Biomedical literature annotations

Biomedical literature annotations#

This repository stores manual annotations (a.k.a tagging, labelling) of biomedical scientific publications. Examples of information that has been annotated in some documents are the number of study participants, their mean age, or the imaging modality. Such annotations have diverse uses such as studying the evolution of a scientific field’s methods, evaluating automatic information extraction systems, or informing meta-analyses.

The documents found here are journal articles from PubMedCentral, collected using pubget. The annotations are made with labelbuddy, and data is stored in labelbuddy’s format (JSON).

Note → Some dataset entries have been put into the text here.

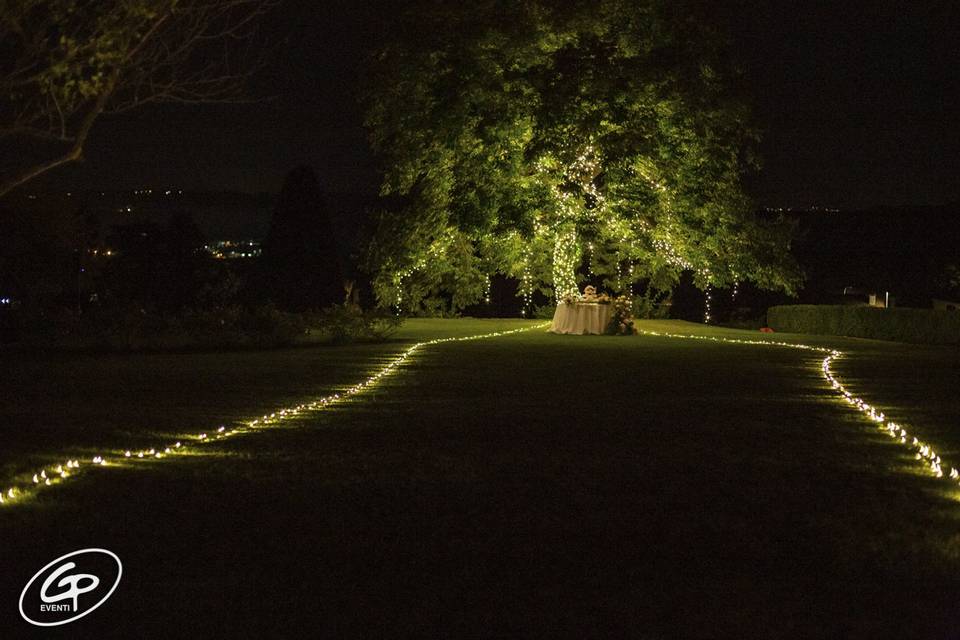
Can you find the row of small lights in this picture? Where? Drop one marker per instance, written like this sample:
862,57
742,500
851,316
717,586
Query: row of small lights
922,451
56,474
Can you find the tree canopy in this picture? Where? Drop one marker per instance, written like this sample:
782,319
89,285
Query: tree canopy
532,137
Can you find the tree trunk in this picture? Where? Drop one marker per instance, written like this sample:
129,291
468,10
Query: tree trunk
565,255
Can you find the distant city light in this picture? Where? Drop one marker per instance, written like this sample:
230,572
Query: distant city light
233,249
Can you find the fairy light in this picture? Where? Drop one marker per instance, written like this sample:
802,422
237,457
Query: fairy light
707,296
920,450
29,484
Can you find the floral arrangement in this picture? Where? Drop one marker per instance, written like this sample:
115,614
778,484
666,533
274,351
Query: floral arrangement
589,295
621,320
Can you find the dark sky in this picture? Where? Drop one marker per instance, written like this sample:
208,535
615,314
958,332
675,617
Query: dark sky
859,104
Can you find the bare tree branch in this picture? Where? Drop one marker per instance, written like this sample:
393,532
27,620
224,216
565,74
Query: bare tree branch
63,66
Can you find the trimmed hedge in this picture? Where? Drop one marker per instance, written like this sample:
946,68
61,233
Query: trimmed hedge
922,326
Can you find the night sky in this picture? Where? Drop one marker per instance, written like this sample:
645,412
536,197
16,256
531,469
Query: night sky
859,108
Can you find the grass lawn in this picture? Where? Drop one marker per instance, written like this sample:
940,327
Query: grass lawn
528,485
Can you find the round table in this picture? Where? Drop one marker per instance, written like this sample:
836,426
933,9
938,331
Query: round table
581,317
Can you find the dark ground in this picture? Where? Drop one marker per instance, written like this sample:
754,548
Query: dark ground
526,486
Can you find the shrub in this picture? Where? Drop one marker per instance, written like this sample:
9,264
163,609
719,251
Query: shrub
922,326
348,323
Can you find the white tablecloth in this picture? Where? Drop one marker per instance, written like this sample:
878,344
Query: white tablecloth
581,317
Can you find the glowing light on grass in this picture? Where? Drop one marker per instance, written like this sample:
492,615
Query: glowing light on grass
921,451
28,484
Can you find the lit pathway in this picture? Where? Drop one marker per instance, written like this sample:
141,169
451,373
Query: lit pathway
27,485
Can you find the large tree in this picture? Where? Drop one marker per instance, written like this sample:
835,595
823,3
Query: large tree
300,256
64,63
528,137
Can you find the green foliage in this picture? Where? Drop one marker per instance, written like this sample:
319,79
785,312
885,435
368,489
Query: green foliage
522,132
345,323
922,326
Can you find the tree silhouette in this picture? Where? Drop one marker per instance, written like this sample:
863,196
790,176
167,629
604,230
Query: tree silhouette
300,253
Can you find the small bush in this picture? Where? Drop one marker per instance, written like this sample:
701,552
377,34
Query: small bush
921,326
348,323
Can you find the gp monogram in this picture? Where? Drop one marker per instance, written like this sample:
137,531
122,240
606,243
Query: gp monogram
62,596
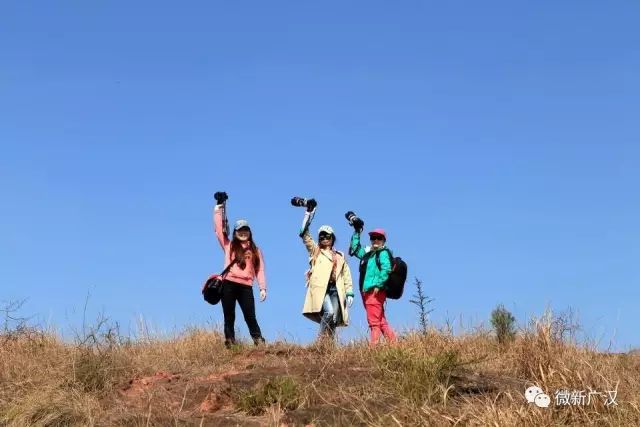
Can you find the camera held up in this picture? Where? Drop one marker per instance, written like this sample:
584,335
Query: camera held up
300,202
354,221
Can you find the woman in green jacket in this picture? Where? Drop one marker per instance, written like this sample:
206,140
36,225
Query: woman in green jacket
378,266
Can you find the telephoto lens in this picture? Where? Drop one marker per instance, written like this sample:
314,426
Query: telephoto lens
299,202
354,221
350,217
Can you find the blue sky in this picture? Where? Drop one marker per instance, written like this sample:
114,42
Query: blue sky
497,142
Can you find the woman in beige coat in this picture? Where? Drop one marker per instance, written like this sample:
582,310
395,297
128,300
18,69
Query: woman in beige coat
329,285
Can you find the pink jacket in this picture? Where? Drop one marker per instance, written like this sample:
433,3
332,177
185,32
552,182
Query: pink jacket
236,274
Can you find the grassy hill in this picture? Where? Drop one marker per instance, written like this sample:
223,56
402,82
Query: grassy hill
428,378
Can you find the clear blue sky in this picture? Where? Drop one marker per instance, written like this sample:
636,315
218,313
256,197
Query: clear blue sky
497,142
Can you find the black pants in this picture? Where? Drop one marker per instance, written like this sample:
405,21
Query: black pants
232,292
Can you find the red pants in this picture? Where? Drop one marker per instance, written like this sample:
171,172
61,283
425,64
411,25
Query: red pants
374,305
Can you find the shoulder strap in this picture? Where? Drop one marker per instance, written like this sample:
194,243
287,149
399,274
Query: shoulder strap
378,257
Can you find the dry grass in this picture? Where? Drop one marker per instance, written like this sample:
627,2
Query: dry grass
428,378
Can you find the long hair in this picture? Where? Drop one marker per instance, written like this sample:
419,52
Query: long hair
238,251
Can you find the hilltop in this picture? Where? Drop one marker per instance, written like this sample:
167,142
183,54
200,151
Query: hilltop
428,378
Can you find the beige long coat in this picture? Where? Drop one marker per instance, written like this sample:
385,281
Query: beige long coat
321,263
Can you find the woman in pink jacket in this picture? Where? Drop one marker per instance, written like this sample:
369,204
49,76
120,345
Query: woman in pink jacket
238,283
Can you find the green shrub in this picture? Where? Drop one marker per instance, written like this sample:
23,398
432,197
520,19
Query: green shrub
416,377
504,324
283,391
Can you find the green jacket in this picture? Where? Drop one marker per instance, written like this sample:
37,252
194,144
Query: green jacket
374,277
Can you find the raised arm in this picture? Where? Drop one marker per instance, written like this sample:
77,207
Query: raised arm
223,239
356,248
385,265
262,281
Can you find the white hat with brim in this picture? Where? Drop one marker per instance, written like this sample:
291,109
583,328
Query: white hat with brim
241,223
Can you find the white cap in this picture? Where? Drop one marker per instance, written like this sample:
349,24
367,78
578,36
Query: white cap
241,223
326,228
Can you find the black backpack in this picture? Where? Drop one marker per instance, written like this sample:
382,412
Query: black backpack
398,276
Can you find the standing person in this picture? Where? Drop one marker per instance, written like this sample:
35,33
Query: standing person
329,285
248,265
375,266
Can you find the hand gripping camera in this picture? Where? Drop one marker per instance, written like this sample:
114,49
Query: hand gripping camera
354,221
300,202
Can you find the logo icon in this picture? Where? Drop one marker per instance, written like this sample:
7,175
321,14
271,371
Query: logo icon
534,394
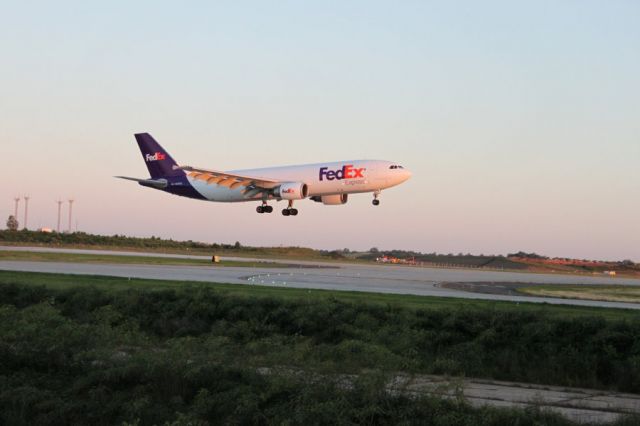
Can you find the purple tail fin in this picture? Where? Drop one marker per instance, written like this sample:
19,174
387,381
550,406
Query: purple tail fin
159,162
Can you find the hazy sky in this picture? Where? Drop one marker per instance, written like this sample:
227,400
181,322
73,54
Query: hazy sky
519,120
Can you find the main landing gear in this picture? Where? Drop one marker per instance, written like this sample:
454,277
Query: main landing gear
290,211
264,208
375,201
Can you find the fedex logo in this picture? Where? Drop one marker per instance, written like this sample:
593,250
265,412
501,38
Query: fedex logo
346,172
155,157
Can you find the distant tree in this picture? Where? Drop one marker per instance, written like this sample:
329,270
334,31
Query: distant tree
12,223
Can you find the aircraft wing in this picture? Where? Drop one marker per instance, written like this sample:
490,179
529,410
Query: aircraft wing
253,184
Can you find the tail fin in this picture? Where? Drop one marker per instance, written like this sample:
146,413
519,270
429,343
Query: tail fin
159,162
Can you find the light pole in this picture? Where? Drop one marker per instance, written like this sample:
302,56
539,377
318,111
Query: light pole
26,210
59,209
15,211
71,200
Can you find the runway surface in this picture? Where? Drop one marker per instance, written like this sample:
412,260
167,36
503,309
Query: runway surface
328,276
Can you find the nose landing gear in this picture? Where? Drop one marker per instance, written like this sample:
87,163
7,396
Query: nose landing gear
290,211
375,201
264,208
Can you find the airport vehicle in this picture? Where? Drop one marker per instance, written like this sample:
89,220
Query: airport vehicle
327,183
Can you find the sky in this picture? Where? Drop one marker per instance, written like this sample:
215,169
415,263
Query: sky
519,120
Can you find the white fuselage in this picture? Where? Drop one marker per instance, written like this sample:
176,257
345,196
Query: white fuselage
344,177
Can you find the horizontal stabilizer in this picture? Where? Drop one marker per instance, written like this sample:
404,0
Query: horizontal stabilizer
151,183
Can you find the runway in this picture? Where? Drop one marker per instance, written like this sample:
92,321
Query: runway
329,276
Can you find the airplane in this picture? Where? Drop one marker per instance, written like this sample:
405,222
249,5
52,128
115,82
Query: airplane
327,183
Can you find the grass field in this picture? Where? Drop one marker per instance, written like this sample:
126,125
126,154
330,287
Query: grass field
64,281
105,350
609,293
124,259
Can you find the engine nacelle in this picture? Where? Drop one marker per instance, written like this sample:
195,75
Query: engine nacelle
331,200
292,191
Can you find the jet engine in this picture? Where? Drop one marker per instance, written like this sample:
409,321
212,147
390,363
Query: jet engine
331,200
292,191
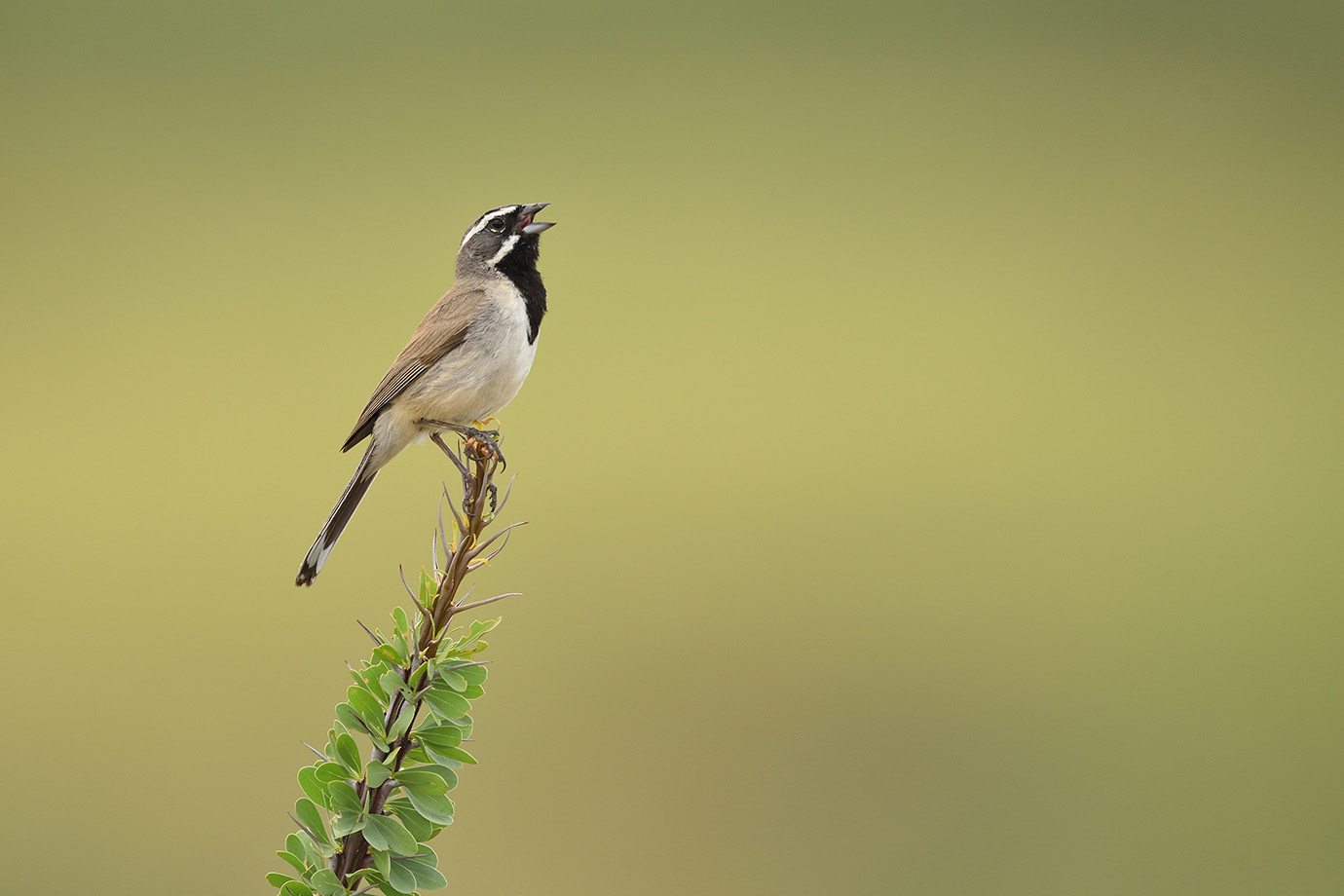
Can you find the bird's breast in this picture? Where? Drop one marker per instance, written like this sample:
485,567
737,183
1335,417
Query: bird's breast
483,374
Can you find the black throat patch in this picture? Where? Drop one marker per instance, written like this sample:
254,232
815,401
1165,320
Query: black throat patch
520,268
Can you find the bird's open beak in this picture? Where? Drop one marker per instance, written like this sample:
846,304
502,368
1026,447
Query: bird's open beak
524,220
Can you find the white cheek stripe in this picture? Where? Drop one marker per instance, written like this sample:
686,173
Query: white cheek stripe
504,250
485,219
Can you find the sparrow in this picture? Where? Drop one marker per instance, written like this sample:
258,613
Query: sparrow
464,363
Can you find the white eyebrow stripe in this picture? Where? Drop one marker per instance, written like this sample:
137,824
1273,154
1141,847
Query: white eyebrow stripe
504,250
487,218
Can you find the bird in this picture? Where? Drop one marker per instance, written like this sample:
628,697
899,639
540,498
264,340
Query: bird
466,361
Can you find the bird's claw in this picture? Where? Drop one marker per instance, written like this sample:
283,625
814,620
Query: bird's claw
484,442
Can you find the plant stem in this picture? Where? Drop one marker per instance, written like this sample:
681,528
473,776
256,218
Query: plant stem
354,853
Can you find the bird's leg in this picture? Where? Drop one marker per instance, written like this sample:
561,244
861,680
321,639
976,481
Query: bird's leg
487,439
438,439
483,438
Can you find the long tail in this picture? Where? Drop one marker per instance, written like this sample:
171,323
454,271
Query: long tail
342,513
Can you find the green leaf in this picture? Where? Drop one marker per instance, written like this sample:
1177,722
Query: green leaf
378,772
453,680
445,703
400,877
315,853
293,861
344,799
420,828
460,755
403,721
392,682
417,676
388,653
385,832
427,779
311,786
327,884
435,807
481,626
438,736
383,863
427,875
366,704
329,771
370,727
347,751
473,675
307,811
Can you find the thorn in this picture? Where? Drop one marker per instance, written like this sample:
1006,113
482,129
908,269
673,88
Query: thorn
481,604
304,828
462,527
508,489
491,541
407,586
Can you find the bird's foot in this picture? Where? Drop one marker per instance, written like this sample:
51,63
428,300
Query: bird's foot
483,443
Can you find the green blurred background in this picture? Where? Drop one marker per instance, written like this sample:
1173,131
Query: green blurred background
933,453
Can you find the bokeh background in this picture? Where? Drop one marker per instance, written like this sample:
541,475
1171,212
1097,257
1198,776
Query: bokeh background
932,460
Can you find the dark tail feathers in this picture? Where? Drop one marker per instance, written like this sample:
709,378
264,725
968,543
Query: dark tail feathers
342,513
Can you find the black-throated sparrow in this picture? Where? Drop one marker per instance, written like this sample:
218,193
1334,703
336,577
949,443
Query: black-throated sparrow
466,361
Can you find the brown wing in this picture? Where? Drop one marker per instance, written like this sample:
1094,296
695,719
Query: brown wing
441,331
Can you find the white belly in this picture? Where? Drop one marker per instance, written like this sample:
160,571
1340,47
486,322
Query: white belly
477,378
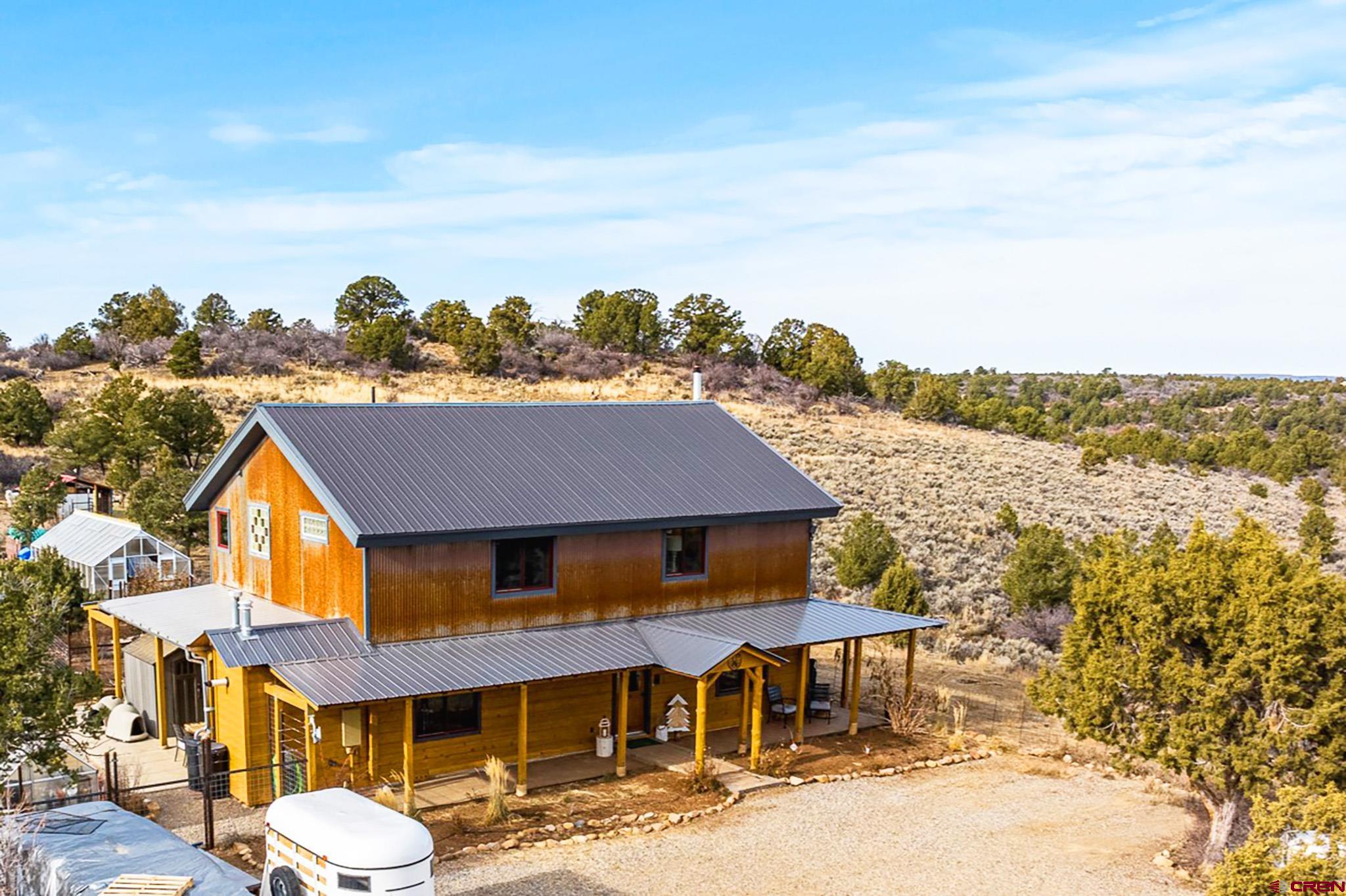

This page provides a brief overview of the repository’s content, and the rest of the documentation illustrates how to use and contribute to the repository:

Introduction

Analyses

Participant demographics

Projects

Projects#

The repository’s contents are organized into projects, found in the projects/ directory. More details about each project are provided at the end of this book. Here are the currently existing projects:

project_name	documents	labels	annotators	annotations
neuro-meta-analyses	899	102	1	5107
old_review-neuro-meta-analyses	849	68	5	8287
participant_demographics	334	21	13	4230
cluster_inference	193	20	2	1610
tracking_open_datasets	136	17	1	235
neuro-meta-analysis-tables	88	4	1	374
dynamic_functional_connectivity	70	9	1	94
parkinsons	60	6	1	411
neuro-meta-analysis_manually-inspected-topics	44	43	1	236
NER_biomedical	11	9	1	58
neurosynth_use	8	4	1	20
cobidas	7	2	1	23
autism_mri	5	21	1	69
semiauto_ma_features	2	4	1	5
fmri_datasets	0	0	0	0
neurobridge_fmri	0	0	0	0
Total	2478	265	23	20759

Each project contains 3 directories: labels/, documents/ and annotations/, corresponding to the 3 types of objects stored in this repository.

Documents#

Documents represent scientific journal articles; they contain the article’s text and some metadata. They are generated by invoking pubget with the --labelbuddy option. They are stored in labelbuddy’s JSONLines format.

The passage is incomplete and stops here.